The Revenue Impact of Alternative Fees (Part 1 of 2)

The Revenue Impact of Alternative Fees (Part 1 of 2)

Last month, Of Counsel, the Legal Practice and Management Report, published an article based on The LegalBizDev Survey of Alternative Fees, which they described as "the most lucid and comprehensive study that we have seen on this topic."  This post reproduces the first part of the article. 

In the first few interviews conducted for our study, The LegalBizDev Survey of Alternative Fees, I asked participants to tell me the percent of revenue that their firms derived from alternative fees last year. Several declined to answer, and I concluded that many participants would be unwilling to disclose this number.

Later, I came to believe that there was a second reason for their reticence: Many simply did not know the percent of revenue in their own firms, a point that we will further discuss below.

So I switched to a less threatening approach and asked, "Last year, approximately what percent of revenue at AmLaw 100 firms do you think came from alternative billing; that is, fixed or contingent, excluding blended and other approaches that are strictly hourly?"

It can be hard to pin down lawyers, and when they were asked to provide an estimate for all AmLaw 100 firms, many initially said that no one could possibly know this number.  When they were prompted to provide their best estimate anyway, many said things like, "I've seen lots of different numbers that are kind of speculative," and, "It is a complete guess."

When they finally did offer a number, it was often hedged with statements like:

It depends on the experience people have with managing alternative fee arrangements once they strike the deal.
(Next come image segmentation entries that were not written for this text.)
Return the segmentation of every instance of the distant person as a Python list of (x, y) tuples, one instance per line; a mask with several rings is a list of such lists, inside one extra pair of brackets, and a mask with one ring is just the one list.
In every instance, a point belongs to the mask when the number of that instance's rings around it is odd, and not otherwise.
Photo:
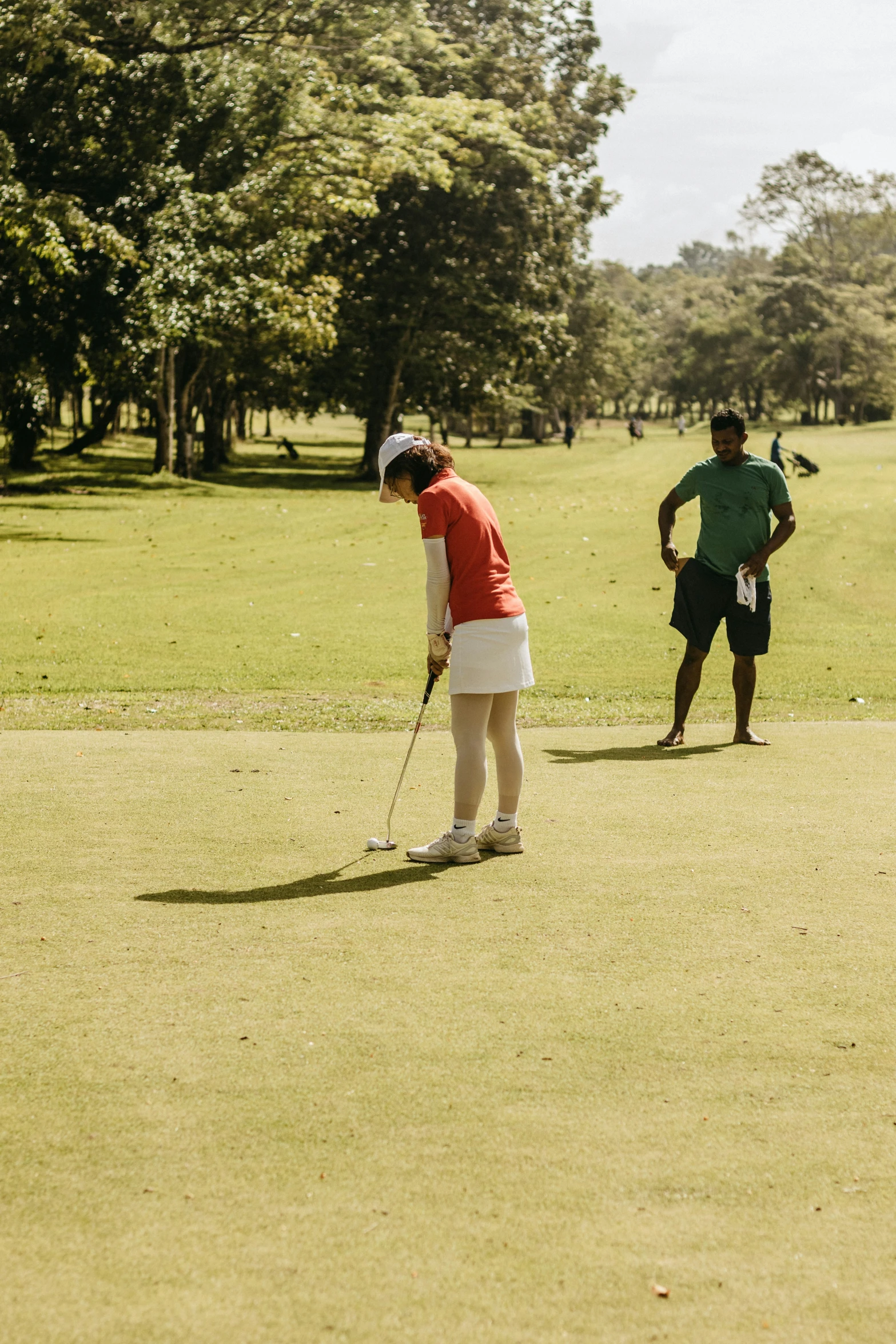
[[(658, 746), (684, 742), (685, 719), (697, 694), (703, 664), (721, 618), (735, 656), (732, 683), (737, 722), (735, 742), (768, 746), (750, 727), (756, 689), (756, 655), (768, 652), (771, 586), (767, 560), (797, 530), (787, 482), (778, 466), (744, 452), (743, 417), (725, 410), (709, 421), (713, 457), (697, 462), (660, 505), (662, 562), (676, 574), (669, 625), (688, 641), (676, 679), (676, 718)], [(693, 559), (678, 558), (672, 540), (676, 513), (700, 496), (700, 536)], [(778, 519), (771, 531), (770, 511)], [(737, 573), (755, 579), (754, 601), (737, 601)]]

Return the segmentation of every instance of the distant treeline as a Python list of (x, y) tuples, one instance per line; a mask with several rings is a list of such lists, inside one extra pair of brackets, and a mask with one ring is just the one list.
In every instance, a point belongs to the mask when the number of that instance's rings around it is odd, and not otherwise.
[(893, 181), (798, 155), (746, 207), (775, 255), (591, 263), (630, 97), (598, 50), (590, 0), (7, 0), (12, 466), (122, 406), (184, 476), (274, 407), (360, 417), (368, 472), (408, 411), (533, 438), (607, 409), (887, 414)]

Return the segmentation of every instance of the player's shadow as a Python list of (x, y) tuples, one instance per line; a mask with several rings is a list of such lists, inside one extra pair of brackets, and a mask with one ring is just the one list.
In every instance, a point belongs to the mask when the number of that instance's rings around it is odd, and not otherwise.
[(703, 747), (657, 747), (645, 743), (642, 747), (604, 747), (600, 751), (572, 751), (567, 747), (545, 747), (545, 755), (553, 757), (551, 765), (590, 765), (592, 761), (678, 761), (682, 755), (712, 755), (735, 746), (733, 742), (711, 742)]
[[(250, 887), (246, 891), (175, 888), (172, 891), (148, 891), (134, 899), (164, 906), (239, 906), (255, 900), (304, 900), (309, 896), (341, 896), (355, 891), (386, 891), (390, 887), (407, 887), (412, 883), (438, 879), (437, 871), (416, 863), (386, 871), (368, 868), (351, 878), (343, 876), (347, 868), (356, 863), (364, 863), (367, 857), (364, 855), (361, 859), (343, 864), (341, 868), (333, 868), (330, 872), (316, 872), (310, 878), (297, 878), (296, 882), (285, 882), (277, 887)], [(373, 855), (371, 853), (369, 857), (372, 859)]]

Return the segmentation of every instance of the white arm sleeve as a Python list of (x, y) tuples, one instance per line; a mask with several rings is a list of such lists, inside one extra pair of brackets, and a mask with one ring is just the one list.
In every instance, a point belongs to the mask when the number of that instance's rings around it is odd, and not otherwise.
[(442, 634), (445, 610), (451, 591), (451, 571), (447, 564), (443, 536), (423, 539), (426, 551), (426, 633)]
If that does not go well, then firms and clients will somehow figure out how to get back to hourly fees. If it does go well, the percentage will increase.

If the economy comes back to full steam and the supply and demand change so that supply is short or at least more in line with demand, it will not change much. If, however, the downturn continues for some time and clients and firms are forced to learn new ways of working, that percentage could go up.

When we got past the hedging, people often offered a range rather than a single number, such as when one interviewee said, "My sense would be it might be around 20 percent to 30 percent, something like that."